A raíz de los ofrecimientos de campaña y de avances sociales mínimos en los primeros cien días de Gobierno, se ha producido una serie de criticas, unas con la intención de presionar para que se cumplan y otras que tienden a desgastar y deslegitimar. Los hechos y los alcances que tenga todo lo que se hace, es lo único que puede parar el vendaval y no las justificaciones rebuscadas. Enfrentar y resolver la problemática económica que provoca revuelo no es fácil, pues para el Gobierno pueden ser “Tiempos de Solidaridad” para garantizar el pan a quienes no pueden alcanzarlo, pero para otros son tiempos de cerrar filas, oponerse a cualquier plan y a cualquier transformación al sistema de tributación que afecte sus intereses.
Los hay también quienes están pensando y haciendo todo con miras al próximo proceso electoral y, por lo tanto, les interesa torpedear las acciones encaminadas a resolver las crisis.
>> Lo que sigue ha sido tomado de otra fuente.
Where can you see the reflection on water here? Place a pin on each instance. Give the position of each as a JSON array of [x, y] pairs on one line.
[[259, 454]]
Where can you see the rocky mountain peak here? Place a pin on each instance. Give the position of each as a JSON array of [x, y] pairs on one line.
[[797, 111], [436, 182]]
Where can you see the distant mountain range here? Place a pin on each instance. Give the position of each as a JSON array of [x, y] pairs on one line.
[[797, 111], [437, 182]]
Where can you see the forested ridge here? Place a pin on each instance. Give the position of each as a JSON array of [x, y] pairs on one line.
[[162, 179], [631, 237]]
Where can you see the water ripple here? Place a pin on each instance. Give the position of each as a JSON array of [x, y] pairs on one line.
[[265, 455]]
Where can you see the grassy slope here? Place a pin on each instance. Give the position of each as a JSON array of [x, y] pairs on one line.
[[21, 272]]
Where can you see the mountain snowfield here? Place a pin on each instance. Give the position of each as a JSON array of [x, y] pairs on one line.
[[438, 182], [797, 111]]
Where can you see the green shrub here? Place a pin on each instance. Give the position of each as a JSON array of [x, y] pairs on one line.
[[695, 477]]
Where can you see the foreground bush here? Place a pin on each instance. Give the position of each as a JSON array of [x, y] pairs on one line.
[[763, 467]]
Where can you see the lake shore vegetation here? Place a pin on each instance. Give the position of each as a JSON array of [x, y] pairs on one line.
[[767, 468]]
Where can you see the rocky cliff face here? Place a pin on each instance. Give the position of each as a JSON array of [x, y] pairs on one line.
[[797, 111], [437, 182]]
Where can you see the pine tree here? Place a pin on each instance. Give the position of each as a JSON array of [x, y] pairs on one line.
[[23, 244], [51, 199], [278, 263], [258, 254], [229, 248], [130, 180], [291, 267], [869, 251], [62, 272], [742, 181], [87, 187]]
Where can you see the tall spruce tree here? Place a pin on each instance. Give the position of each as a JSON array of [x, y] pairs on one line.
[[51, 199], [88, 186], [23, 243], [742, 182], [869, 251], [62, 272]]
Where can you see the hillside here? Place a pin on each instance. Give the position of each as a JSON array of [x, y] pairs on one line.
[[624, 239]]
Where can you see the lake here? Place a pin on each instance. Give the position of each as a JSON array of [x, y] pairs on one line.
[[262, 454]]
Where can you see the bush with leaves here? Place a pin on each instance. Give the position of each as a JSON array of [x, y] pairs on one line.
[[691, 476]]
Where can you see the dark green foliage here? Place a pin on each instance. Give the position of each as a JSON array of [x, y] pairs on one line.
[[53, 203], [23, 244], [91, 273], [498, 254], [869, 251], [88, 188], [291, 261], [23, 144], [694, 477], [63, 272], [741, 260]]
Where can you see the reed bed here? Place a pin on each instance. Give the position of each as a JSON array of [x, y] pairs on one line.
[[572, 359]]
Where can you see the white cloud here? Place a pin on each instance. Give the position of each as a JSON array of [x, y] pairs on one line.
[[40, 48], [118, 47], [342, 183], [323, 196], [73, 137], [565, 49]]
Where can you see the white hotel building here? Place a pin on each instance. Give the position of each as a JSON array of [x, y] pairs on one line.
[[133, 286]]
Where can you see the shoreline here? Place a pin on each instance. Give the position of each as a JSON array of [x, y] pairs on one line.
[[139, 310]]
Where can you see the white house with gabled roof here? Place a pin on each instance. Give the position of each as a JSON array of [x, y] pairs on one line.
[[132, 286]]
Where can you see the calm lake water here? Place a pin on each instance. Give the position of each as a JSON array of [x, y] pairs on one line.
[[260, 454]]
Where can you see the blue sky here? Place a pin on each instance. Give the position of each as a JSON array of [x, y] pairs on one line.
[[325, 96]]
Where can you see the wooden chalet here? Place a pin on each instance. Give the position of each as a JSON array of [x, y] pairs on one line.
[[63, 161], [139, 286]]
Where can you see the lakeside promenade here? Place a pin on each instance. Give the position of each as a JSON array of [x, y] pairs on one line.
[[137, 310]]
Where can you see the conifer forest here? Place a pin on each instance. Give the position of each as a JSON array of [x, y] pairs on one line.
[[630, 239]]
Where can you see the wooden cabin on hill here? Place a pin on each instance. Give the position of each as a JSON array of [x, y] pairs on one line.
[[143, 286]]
Ambos no piensan en el país ni mucho menos en los altos índices de desnutrición. Se trata de más de la mitad de la población en pobreza y pobreza extrema, de un alto porcentaje de niñez desnutrida. Guatemala debe dejar de ser comparada con Haití, y ningún país del hemisferio debe seguir con altos índices de muerte por desnutrición de quienes intentan sobrevivir con menos de Q16 diarios.
Frenar y reducir el costo de los productos de la canasta básica, apoyar a los pequeños productores para que produzcan granos básicos, dotar de tierra al campesinado, hacer realidad el vaso de leche o incaparina, generar empleo y desarrollar programas de salud, son parte de los retos y prioridades que debe asumir con toda responsabilidad el Gobierno, en vez de entregar más de Q100 millones al Ministerio de la Defensa que no defiende nada. Las criticas y acusaciones van a continuar porque el hambre apremia, el estómago no se llena con ofrecimientos y discursos, sino con alimentación. El combate a la pobreza no es negociable, se necesitan planes concretos de Gobierno y sensibilidad humana de quienes pueden aportar para que la niñez tenga futuro.